Boosting Federated Domain Generalization: Understanding the Role of Advanced Pre-Trained Architectures
Avi Deb Raha, Apurba Adhikary, Mrityunjoy Gain, Yu Qiao, Choong Seon Hong
TL;DR
This work tackles Federated Domain Generalization (FDG) by evaluating next-generation pre-trained architectures—Vision Transformers, Swin Transformers, and ConvNeXt—coupled with large-scale pretraining datasets. It compares self-supervised and supervised pretraining in a federated setting using Office-Home and PACS, and demonstrates that SSL methods like BEiT can yield robust cross-domain representations, while ConvNeXt models pretrained on ImageNet-22K achieve state-of-the-art FDG performance (Office-Home: 84.46%, PACS: 92.55%). The study also reveals nuanced architecture-depth effects and pretraining-data effects, with smaller yet well-pretrained variants outperforming larger ResNets. These results establish new FDG benchmarks and offer practical guidance for deploying privacy-preserving, cross-domain FL with advanced architectures and diverse pretraining strategies.
Abstract
In this study, we explore the efficacy of advanced pre-trained architectures, such as Vision Transformers (ViT), ConvNeXt, and Swin Transformers in enhancing Federated Domain Generalization.
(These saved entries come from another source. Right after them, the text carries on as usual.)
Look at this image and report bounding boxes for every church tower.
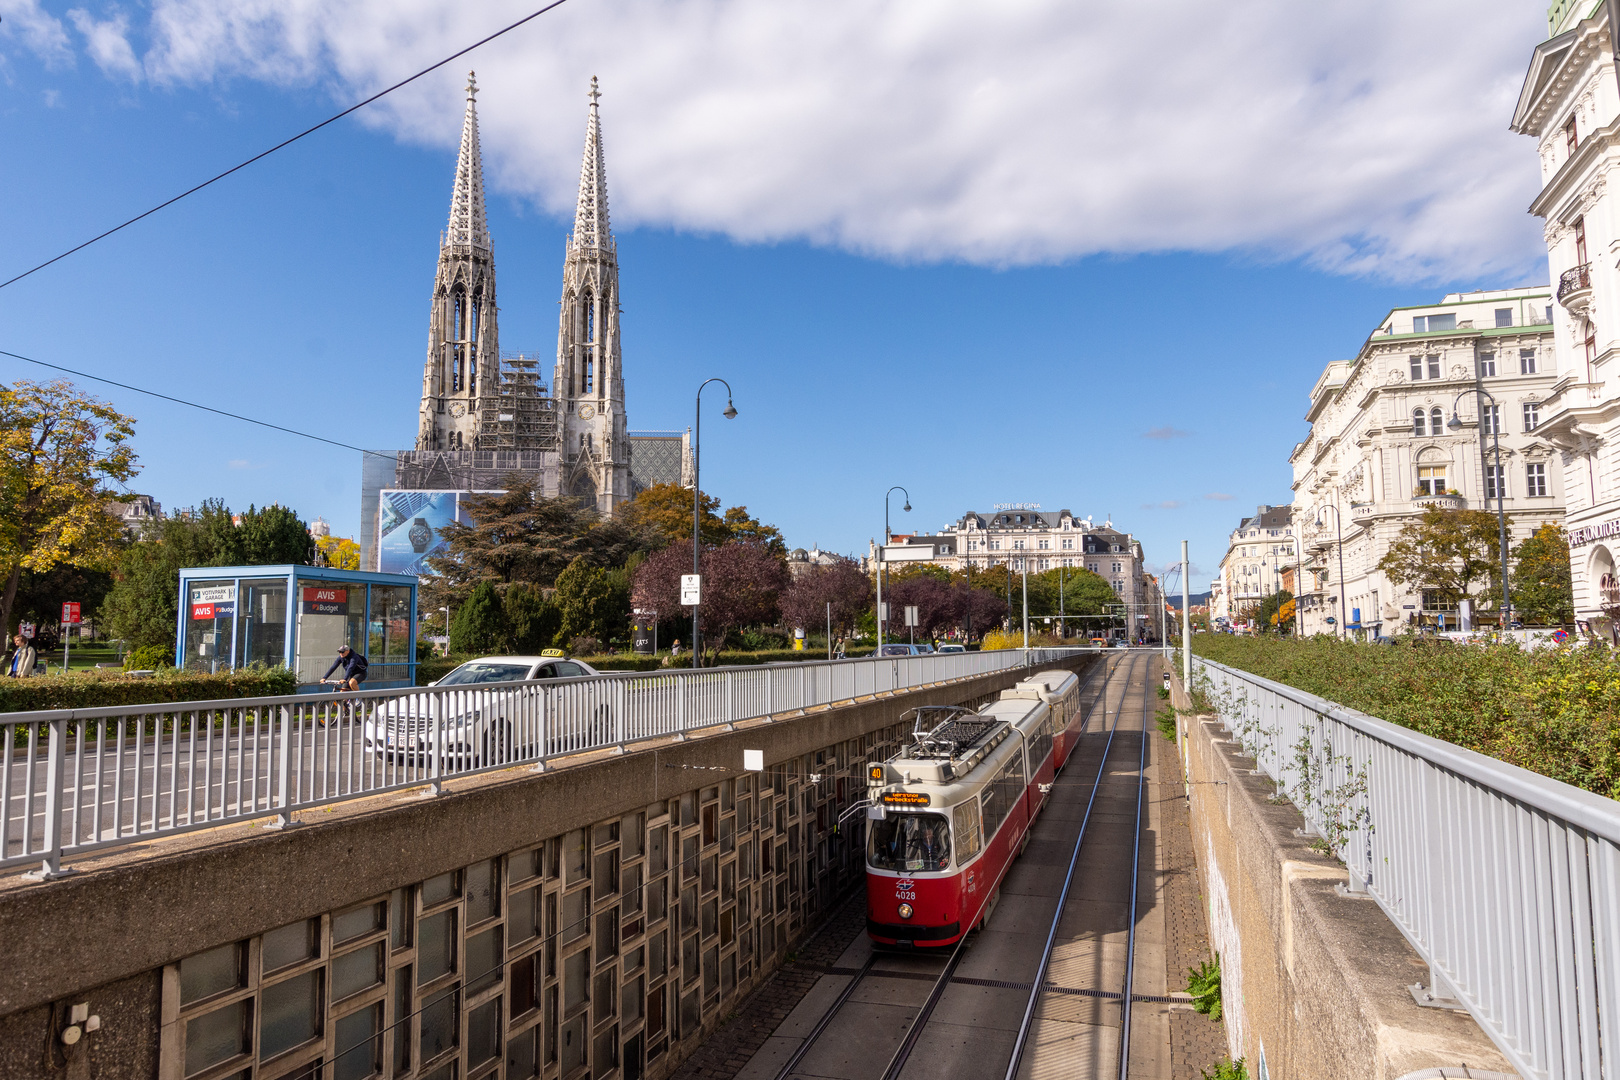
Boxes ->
[418,73,500,452]
[555,77,630,514]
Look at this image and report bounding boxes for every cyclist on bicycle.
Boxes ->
[322,645,369,691]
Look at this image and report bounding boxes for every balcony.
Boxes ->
[1557,262,1592,316]
[1413,492,1465,510]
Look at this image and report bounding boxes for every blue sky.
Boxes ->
[0,0,1553,587]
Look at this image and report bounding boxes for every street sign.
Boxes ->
[61,602,81,625]
[878,602,889,621]
[681,574,702,606]
[1553,629,1569,643]
[904,606,919,627]
[18,622,34,640]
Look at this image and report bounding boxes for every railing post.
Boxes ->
[26,718,74,879]
[725,671,736,731]
[675,675,688,741]
[425,708,445,797]
[266,705,298,831]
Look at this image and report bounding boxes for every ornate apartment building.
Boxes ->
[1290,289,1564,637]
[361,78,689,568]
[1212,505,1295,628]
[1512,2,1620,635]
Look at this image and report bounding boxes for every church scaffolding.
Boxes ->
[477,353,559,452]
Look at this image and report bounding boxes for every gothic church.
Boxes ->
[362,77,688,569]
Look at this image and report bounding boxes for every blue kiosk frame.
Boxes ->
[175,565,419,690]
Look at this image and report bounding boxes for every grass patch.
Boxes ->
[1155,704,1178,741]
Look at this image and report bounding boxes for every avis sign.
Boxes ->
[302,587,347,615]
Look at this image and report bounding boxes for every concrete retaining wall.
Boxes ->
[1167,670,1516,1080]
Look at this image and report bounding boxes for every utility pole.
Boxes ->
[1181,540,1191,688]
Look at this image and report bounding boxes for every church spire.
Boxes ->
[570,76,612,251]
[447,72,491,252]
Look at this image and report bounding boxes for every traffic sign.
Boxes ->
[904,606,919,627]
[1553,628,1569,643]
[680,574,702,606]
[61,602,81,625]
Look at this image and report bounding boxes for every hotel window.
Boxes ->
[1430,406,1443,434]
[1576,217,1589,265]
[988,540,1000,551]
[1523,402,1540,431]
[1416,465,1447,497]
[1478,352,1496,377]
[1012,539,1025,550]
[1409,355,1424,380]
[1428,355,1442,379]
[1520,349,1537,374]
[1483,404,1501,435]
[1412,316,1455,334]
[1526,463,1548,497]
[1061,538,1073,550]
[1111,562,1122,573]
[1495,308,1513,328]
[1037,539,1050,550]
[1566,114,1579,155]
[1484,464,1504,501]
[1412,408,1427,436]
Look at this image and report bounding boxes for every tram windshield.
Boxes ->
[868,812,951,872]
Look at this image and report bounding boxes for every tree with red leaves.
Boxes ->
[632,541,790,660]
[780,556,871,637]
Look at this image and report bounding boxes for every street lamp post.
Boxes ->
[876,486,910,651]
[1317,503,1348,639]
[1448,390,1513,628]
[692,378,737,668]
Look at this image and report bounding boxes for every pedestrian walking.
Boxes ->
[7,634,38,678]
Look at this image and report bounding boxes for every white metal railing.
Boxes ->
[0,648,1085,878]
[1192,656,1620,1080]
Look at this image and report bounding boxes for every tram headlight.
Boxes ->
[897,903,914,920]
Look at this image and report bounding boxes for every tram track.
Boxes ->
[766,653,1147,1080]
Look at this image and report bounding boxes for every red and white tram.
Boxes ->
[865,669,1083,948]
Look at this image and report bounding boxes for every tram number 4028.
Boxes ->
[894,889,916,900]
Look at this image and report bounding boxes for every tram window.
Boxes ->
[867,813,951,873]
[953,801,982,862]
[980,756,1024,839]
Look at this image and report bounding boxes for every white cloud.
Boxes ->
[127,0,1547,280]
[68,8,140,79]
[0,0,72,65]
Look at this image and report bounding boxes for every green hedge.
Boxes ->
[0,666,299,715]
[1192,634,1620,800]
[415,647,881,685]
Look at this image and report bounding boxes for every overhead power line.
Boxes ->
[0,0,575,293]
[0,348,390,459]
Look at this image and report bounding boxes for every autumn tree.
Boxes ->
[0,380,139,636]
[1377,507,1509,612]
[621,482,728,549]
[316,535,361,570]
[780,556,870,637]
[1511,523,1575,625]
[722,506,787,557]
[632,541,790,661]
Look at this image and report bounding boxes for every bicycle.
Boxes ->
[319,679,364,728]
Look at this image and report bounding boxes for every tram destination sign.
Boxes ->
[881,791,932,807]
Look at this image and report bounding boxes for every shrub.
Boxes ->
[1,665,297,714]
[1155,704,1178,741]
[1194,634,1620,799]
[1200,1061,1248,1080]
[124,644,174,670]
[569,635,603,656]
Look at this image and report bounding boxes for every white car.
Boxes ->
[365,655,607,765]
[935,644,966,654]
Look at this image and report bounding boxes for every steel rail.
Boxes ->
[878,938,973,1080]
[1002,653,1144,1080]
[769,954,878,1080]
[1117,653,1152,1078]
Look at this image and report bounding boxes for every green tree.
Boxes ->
[1256,589,1294,633]
[0,379,140,635]
[425,478,600,610]
[1511,523,1575,625]
[1377,507,1508,612]
[504,583,562,653]
[100,499,318,653]
[450,582,507,654]
[554,556,629,647]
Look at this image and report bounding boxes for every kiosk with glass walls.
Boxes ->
[176,565,419,689]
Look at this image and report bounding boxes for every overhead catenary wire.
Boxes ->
[0,0,575,293]
[0,347,390,459]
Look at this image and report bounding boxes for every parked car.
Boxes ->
[365,654,606,765]
[878,643,923,656]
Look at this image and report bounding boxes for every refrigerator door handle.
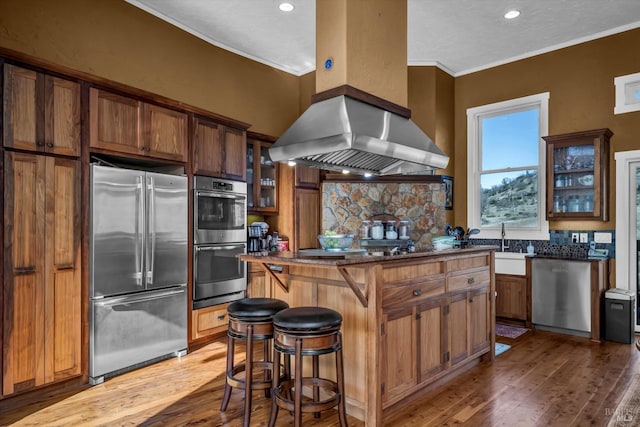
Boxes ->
[93,288,185,307]
[146,175,156,286]
[134,176,144,287]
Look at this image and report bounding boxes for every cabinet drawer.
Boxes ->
[383,279,445,308]
[191,304,229,340]
[447,268,490,292]
[446,255,489,273]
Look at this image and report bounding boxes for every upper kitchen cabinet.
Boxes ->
[192,115,246,181]
[295,165,321,189]
[247,132,278,214]
[543,128,612,221]
[89,87,188,162]
[3,151,82,396]
[3,64,81,157]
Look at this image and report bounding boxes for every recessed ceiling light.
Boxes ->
[279,2,294,12]
[504,10,520,19]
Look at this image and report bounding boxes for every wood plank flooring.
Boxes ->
[0,329,638,426]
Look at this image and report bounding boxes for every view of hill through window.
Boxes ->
[481,170,538,227]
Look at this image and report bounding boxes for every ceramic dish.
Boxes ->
[578,175,594,186]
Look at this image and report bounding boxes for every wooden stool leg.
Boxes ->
[220,332,235,411]
[267,347,281,427]
[313,354,320,418]
[264,338,271,398]
[336,332,348,427]
[294,338,303,427]
[243,325,254,427]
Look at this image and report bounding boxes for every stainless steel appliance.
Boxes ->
[531,258,591,336]
[89,165,188,384]
[193,176,247,309]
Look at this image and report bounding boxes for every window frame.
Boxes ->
[466,92,550,240]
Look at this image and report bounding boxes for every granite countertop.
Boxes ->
[239,245,498,267]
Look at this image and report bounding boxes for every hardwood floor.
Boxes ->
[1,329,638,426]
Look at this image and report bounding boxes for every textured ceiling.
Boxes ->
[126,0,640,76]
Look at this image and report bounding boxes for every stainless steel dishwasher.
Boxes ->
[532,258,591,335]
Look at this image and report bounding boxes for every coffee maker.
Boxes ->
[247,225,262,253]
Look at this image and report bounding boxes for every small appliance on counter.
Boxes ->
[248,224,262,253]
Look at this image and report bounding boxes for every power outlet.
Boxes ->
[579,233,588,243]
[594,232,612,244]
[572,233,579,243]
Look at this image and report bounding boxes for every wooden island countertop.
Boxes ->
[240,246,496,426]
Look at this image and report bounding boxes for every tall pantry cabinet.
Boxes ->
[2,63,82,396]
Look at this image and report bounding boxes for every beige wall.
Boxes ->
[453,28,640,230]
[0,0,301,137]
[3,0,636,233]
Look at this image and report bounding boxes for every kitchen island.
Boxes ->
[240,246,496,426]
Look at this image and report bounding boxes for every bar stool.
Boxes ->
[268,306,348,427]
[220,297,289,427]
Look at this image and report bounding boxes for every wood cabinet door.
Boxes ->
[44,156,81,382]
[2,153,81,395]
[222,127,246,181]
[295,188,320,250]
[448,292,468,366]
[295,165,320,188]
[496,274,527,320]
[89,87,142,155]
[469,286,490,355]
[417,298,446,382]
[3,64,39,152]
[381,306,417,404]
[192,116,223,176]
[143,103,187,162]
[45,75,81,157]
[3,152,46,395]
[247,269,266,298]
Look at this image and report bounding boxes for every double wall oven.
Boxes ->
[193,176,247,309]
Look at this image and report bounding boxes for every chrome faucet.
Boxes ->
[501,223,509,252]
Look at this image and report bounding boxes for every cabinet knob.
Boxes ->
[413,289,423,297]
[468,277,475,284]
[46,143,54,148]
[470,297,475,303]
[217,315,226,321]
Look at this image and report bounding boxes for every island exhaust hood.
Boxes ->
[269,93,449,176]
[269,1,449,176]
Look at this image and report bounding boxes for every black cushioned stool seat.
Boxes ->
[220,298,289,427]
[268,306,348,427]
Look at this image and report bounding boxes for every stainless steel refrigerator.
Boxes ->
[89,164,188,384]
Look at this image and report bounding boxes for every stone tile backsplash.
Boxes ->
[322,182,446,248]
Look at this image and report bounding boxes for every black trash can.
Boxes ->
[605,288,636,344]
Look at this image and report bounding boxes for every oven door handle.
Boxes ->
[195,245,245,252]
[195,191,246,201]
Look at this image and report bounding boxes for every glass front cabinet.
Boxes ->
[247,132,278,214]
[543,128,612,220]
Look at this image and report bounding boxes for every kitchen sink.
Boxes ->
[494,252,526,275]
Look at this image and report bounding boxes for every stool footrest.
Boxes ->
[226,360,275,390]
[273,377,340,413]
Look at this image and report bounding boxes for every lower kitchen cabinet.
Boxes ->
[247,263,266,298]
[191,303,230,341]
[3,151,82,396]
[496,273,528,322]
[469,286,491,355]
[380,261,492,406]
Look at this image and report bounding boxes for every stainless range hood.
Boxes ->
[269,95,449,176]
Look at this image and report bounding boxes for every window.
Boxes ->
[467,93,550,240]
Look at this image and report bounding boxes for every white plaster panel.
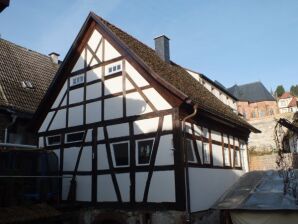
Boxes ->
[211,130,222,142]
[193,124,202,137]
[39,137,44,148]
[87,67,102,82]
[135,172,148,202]
[223,134,229,144]
[68,106,83,127]
[63,147,92,171]
[76,176,92,201]
[49,109,66,130]
[98,144,109,170]
[185,122,192,134]
[212,144,224,166]
[104,76,123,95]
[62,176,72,200]
[72,49,85,72]
[148,171,175,202]
[126,92,153,116]
[39,111,54,132]
[196,140,203,164]
[86,102,101,124]
[107,123,129,138]
[97,127,104,140]
[86,48,93,66]
[97,174,118,202]
[104,96,123,120]
[88,29,102,52]
[104,40,121,61]
[52,82,67,109]
[143,88,172,110]
[189,168,244,212]
[162,115,173,131]
[116,173,130,202]
[133,117,159,135]
[94,43,103,64]
[69,87,84,104]
[125,61,148,87]
[229,136,234,145]
[125,78,134,91]
[202,127,209,138]
[86,82,101,100]
[155,135,174,165]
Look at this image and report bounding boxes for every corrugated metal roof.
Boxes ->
[213,170,298,210]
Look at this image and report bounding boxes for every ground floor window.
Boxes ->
[203,142,210,164]
[137,139,154,165]
[66,131,84,143]
[186,139,196,163]
[112,142,129,167]
[47,135,61,146]
[224,147,230,166]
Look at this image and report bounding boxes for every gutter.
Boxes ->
[182,103,198,223]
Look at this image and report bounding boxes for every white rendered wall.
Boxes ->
[189,168,244,212]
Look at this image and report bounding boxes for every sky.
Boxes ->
[0,0,297,91]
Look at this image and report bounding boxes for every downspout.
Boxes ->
[182,103,198,224]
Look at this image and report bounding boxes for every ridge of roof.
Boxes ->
[90,12,258,132]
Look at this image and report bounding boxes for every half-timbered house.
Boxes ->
[34,12,259,223]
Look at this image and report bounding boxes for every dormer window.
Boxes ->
[21,81,34,89]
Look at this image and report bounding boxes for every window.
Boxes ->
[224,147,230,166]
[186,139,196,162]
[71,74,84,86]
[107,63,122,75]
[47,135,61,146]
[112,142,129,167]
[203,142,210,164]
[137,139,154,165]
[21,81,34,89]
[269,109,274,115]
[66,131,84,143]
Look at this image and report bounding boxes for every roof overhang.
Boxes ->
[0,0,9,12]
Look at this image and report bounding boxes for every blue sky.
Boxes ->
[0,0,297,91]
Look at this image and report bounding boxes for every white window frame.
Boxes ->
[65,131,85,143]
[46,135,61,146]
[111,141,130,168]
[234,148,241,167]
[107,63,122,75]
[70,74,85,87]
[136,138,155,166]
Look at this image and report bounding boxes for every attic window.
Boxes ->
[21,81,34,89]
[107,63,122,75]
[71,74,85,86]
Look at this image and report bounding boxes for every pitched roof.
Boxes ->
[34,12,259,133]
[228,81,275,102]
[0,38,58,114]
[280,92,293,99]
[288,97,298,107]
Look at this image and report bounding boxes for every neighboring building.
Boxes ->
[186,69,238,113]
[279,112,298,153]
[0,38,58,147]
[34,12,259,223]
[0,0,9,12]
[228,82,278,120]
[278,92,298,113]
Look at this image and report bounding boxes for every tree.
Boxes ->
[290,85,298,96]
[275,85,285,97]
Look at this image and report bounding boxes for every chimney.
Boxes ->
[154,35,170,62]
[49,52,60,64]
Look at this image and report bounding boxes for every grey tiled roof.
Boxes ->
[0,38,58,114]
[228,81,275,102]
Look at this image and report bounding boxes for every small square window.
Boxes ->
[113,66,116,72]
[137,139,154,165]
[186,139,196,162]
[73,79,77,85]
[47,135,61,146]
[112,142,129,167]
[108,67,113,73]
[117,64,121,70]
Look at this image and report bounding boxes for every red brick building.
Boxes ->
[228,82,279,120]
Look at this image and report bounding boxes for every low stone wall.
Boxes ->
[249,153,298,171]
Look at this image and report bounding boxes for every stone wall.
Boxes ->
[248,112,294,152]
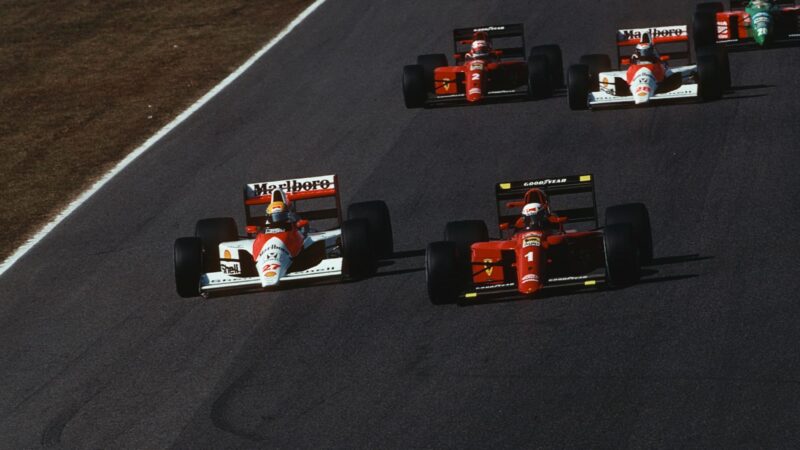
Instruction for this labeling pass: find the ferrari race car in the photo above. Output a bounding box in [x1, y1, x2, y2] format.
[567, 25, 731, 110]
[402, 24, 563, 108]
[173, 174, 393, 298]
[425, 175, 653, 304]
[694, 0, 800, 50]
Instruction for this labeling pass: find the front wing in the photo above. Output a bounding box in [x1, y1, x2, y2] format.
[199, 257, 343, 297]
[459, 273, 607, 302]
[589, 84, 699, 107]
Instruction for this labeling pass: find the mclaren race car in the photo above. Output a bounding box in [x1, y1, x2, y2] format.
[402, 24, 563, 107]
[694, 0, 800, 50]
[173, 174, 393, 298]
[567, 25, 730, 110]
[425, 175, 653, 304]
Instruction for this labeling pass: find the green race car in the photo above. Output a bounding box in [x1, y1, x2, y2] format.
[693, 0, 800, 50]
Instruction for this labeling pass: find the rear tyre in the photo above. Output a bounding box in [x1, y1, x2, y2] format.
[567, 64, 590, 110]
[417, 54, 448, 81]
[174, 237, 203, 298]
[603, 224, 640, 287]
[605, 203, 653, 265]
[697, 45, 731, 90]
[528, 55, 553, 99]
[347, 200, 393, 258]
[426, 241, 463, 305]
[698, 54, 723, 101]
[693, 11, 718, 49]
[444, 220, 489, 265]
[403, 65, 426, 108]
[579, 54, 612, 91]
[696, 2, 724, 13]
[341, 218, 377, 279]
[195, 217, 238, 273]
[530, 45, 564, 88]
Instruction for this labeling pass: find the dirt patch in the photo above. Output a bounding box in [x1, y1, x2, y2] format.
[0, 0, 313, 262]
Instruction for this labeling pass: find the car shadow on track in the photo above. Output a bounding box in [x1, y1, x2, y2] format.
[374, 248, 425, 278]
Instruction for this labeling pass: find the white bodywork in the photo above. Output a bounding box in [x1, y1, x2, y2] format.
[589, 65, 698, 107]
[201, 228, 342, 296]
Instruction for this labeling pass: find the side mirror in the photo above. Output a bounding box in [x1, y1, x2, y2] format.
[296, 219, 309, 228]
[506, 201, 525, 209]
[245, 225, 259, 234]
[548, 216, 568, 224]
[499, 223, 510, 231]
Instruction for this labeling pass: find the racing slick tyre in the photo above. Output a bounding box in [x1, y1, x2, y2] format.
[341, 218, 377, 279]
[195, 217, 238, 273]
[697, 55, 724, 101]
[426, 241, 464, 305]
[347, 200, 393, 259]
[697, 45, 731, 90]
[693, 11, 718, 49]
[567, 64, 590, 110]
[528, 55, 553, 99]
[579, 54, 612, 92]
[174, 237, 203, 298]
[605, 203, 653, 265]
[403, 65, 427, 108]
[603, 224, 640, 288]
[417, 53, 448, 93]
[530, 45, 564, 88]
[444, 220, 489, 266]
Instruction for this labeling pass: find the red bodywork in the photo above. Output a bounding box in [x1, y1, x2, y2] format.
[625, 63, 667, 84]
[470, 188, 604, 297]
[713, 6, 800, 40]
[433, 53, 528, 102]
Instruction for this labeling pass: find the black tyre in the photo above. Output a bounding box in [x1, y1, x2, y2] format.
[174, 237, 203, 298]
[347, 200, 393, 259]
[697, 45, 731, 90]
[567, 64, 590, 110]
[403, 65, 426, 108]
[417, 53, 448, 94]
[341, 218, 377, 279]
[426, 241, 463, 305]
[697, 2, 724, 13]
[605, 203, 653, 265]
[697, 54, 723, 101]
[195, 217, 238, 273]
[530, 44, 564, 88]
[603, 224, 640, 287]
[693, 11, 718, 49]
[444, 220, 489, 264]
[528, 55, 553, 99]
[579, 54, 612, 91]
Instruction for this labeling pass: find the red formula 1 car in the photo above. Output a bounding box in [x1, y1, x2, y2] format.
[425, 175, 653, 304]
[402, 24, 563, 108]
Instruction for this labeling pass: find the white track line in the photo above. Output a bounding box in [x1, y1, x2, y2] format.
[0, 0, 328, 277]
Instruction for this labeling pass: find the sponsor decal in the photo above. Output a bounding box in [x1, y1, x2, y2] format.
[469, 88, 482, 95]
[221, 262, 241, 275]
[264, 271, 278, 278]
[549, 275, 590, 282]
[523, 178, 567, 187]
[473, 26, 505, 32]
[637, 91, 648, 97]
[522, 274, 539, 283]
[483, 259, 495, 277]
[223, 249, 232, 259]
[620, 27, 686, 41]
[250, 178, 333, 198]
[470, 61, 484, 71]
[523, 235, 541, 248]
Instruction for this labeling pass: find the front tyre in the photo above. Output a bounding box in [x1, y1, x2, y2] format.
[579, 54, 611, 91]
[195, 217, 238, 273]
[403, 65, 427, 108]
[347, 200, 393, 258]
[426, 241, 463, 305]
[567, 64, 590, 110]
[528, 55, 553, 99]
[529, 45, 564, 88]
[698, 54, 723, 101]
[174, 237, 203, 298]
[605, 203, 653, 265]
[603, 224, 640, 287]
[341, 218, 377, 279]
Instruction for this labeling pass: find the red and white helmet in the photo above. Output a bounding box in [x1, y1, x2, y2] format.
[522, 202, 547, 229]
[470, 32, 492, 57]
[632, 33, 659, 64]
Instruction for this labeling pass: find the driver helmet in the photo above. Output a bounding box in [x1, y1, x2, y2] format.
[266, 200, 289, 228]
[521, 202, 548, 230]
[632, 33, 659, 64]
[469, 32, 492, 58]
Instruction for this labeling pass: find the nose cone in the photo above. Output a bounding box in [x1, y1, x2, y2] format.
[466, 88, 483, 102]
[518, 274, 542, 295]
[754, 33, 768, 46]
[633, 90, 653, 104]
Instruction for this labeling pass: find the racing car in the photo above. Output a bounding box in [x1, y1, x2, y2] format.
[173, 174, 393, 298]
[425, 175, 653, 304]
[402, 24, 563, 107]
[694, 0, 800, 50]
[567, 25, 730, 110]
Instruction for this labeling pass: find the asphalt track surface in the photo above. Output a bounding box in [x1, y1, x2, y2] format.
[1, 0, 799, 447]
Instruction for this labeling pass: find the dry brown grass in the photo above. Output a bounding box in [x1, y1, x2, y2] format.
[0, 0, 312, 261]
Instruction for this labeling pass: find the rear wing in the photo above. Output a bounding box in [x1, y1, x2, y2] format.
[616, 25, 691, 67]
[494, 174, 598, 231]
[452, 24, 526, 60]
[730, 0, 795, 9]
[243, 174, 342, 228]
These architectures capture global contextual features and model long-range dependencies, making them promising candidates for improving cross-domain generalization. We conduct a broad study with in-depth analysis and systematically evaluate different variants of these architectures, using extensive pre-training datasets such as ImageNet-1K, ImageNet-21K, JFT-300M, and ImageNet-22K. Additionally, we compare self-supervised and supervised pre-training strategies to assess their impact on FDG performance. Our findings suggest that self-supervised techniques, which focus on reconstructing masked image patches, can better capture the intrinsic structure of images, thereby outperforming their supervised counterparts. Comprehensive evaluations on the Office-Home and PACS datasets demonstrate that adopting advanced architectures pre-trained on larger datasets establishes new benchmarks, achieving average accuracies of 84.46\% and 92.55\%, respectively. Additionally, we observe that certain variants of these advanced models, despite having fewer parameters, outperform larger ResNet models. This highlights the critical role of utilizing sophisticated architectures and diverse pre-training strategies to enhance FDG performance, especially in scenarios with limited computational resources where model efficiency is crucial. Our results indicate that federated learning systems can become more adaptable and efficient by leveraging these advanced methods, offering valuable insights for future research in FDG.